ONTARIO — The last couple of days have been pretty shitty for the livestock around here. The animals have been whispering about the fires that killed 1,500 turkeys in Aurora and 65 cows in Stayner.


This image is a dramatization.

You’ve probably never heard of Stayner or Aurora, but the name of the town shouldn’t matter. If 1,500 turkeys died in a fire in Toronto, it wouldn’t be any less tragic than 1,500 turkeys dying in Bumfucksville.

The two towns are 60 miles apart, and there’s no reason to believe that the fires were related, but how could they NOT be? First of all, they were both fires. That’s a pretty big relation.

Secondly, the two fires occurred within 24 hours of each other. That’s more than enough time for some crazy PETA member to light a fire, travel 60 miles, and then light another fire.

I can picture their hypocritical arsonist face right now: “I’d rather see these cows and turkeys BURN than have them milked to death and slaughtered for Christmas! FREEDOMMMMM!”

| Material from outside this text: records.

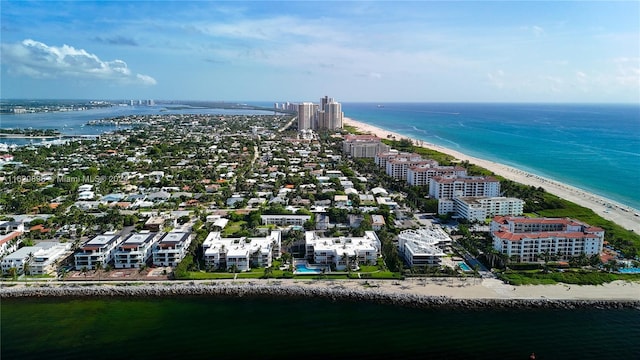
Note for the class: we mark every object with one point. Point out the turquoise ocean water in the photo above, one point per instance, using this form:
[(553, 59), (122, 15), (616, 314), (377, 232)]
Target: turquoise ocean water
[(592, 147)]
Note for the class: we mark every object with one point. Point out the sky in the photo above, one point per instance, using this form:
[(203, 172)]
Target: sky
[(377, 51)]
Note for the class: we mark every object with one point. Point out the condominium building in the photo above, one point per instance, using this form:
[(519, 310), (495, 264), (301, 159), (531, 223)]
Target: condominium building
[(420, 175), (135, 250), (342, 250), (398, 167), (96, 252), (449, 187), (241, 253), (526, 239), (306, 116), (423, 247), (284, 220), (38, 259), (475, 208), (171, 248), (363, 146)]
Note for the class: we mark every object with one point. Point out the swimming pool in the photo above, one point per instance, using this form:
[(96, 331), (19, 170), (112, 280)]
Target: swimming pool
[(629, 270), (305, 269)]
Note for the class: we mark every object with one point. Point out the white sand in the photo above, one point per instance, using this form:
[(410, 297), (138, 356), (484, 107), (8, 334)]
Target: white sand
[(620, 214), (474, 288)]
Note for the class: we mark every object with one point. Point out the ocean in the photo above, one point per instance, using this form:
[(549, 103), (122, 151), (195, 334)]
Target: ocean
[(279, 328), (590, 146)]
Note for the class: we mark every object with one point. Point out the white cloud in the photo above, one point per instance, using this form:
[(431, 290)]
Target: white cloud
[(35, 59)]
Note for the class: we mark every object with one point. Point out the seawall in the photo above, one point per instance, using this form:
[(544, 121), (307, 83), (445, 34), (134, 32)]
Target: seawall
[(333, 294)]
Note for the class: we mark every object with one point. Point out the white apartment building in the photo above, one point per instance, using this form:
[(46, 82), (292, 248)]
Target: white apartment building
[(423, 247), (10, 242), (527, 238), (363, 146), (420, 175), (449, 187), (98, 250), (41, 258), (244, 253), (306, 116), (398, 167), (339, 251), (171, 248), (135, 250), (284, 220), (480, 208)]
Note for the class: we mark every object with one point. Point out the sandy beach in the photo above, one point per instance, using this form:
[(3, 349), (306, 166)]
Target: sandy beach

As the stupid PETA arsonist tossed the torch into the second barn, an ember fell onto his filthy hippy dreadlocks and instantly engulfed his head in flames. He burned to death among the livestock and that’s why there was no evidence of arson found.

Well, at least the evil PETA extremist that most likely caused all this carnage is dead and can’t harm another asparagus again, but that doesn’t make this story any less sad.

You’re probably thinking, “Since the turkeys and cows were cooked in a fire, can’t you just cut them up and eat them, or sell them to McDonald’s?”

Unfortunately, it doesn’t work that way. You can’t just toss a living animal into a blazing inferno and then eat its blackened body. These are civilzed times… kind of.

Rest in peace fellow fallen fowls and crispy cows.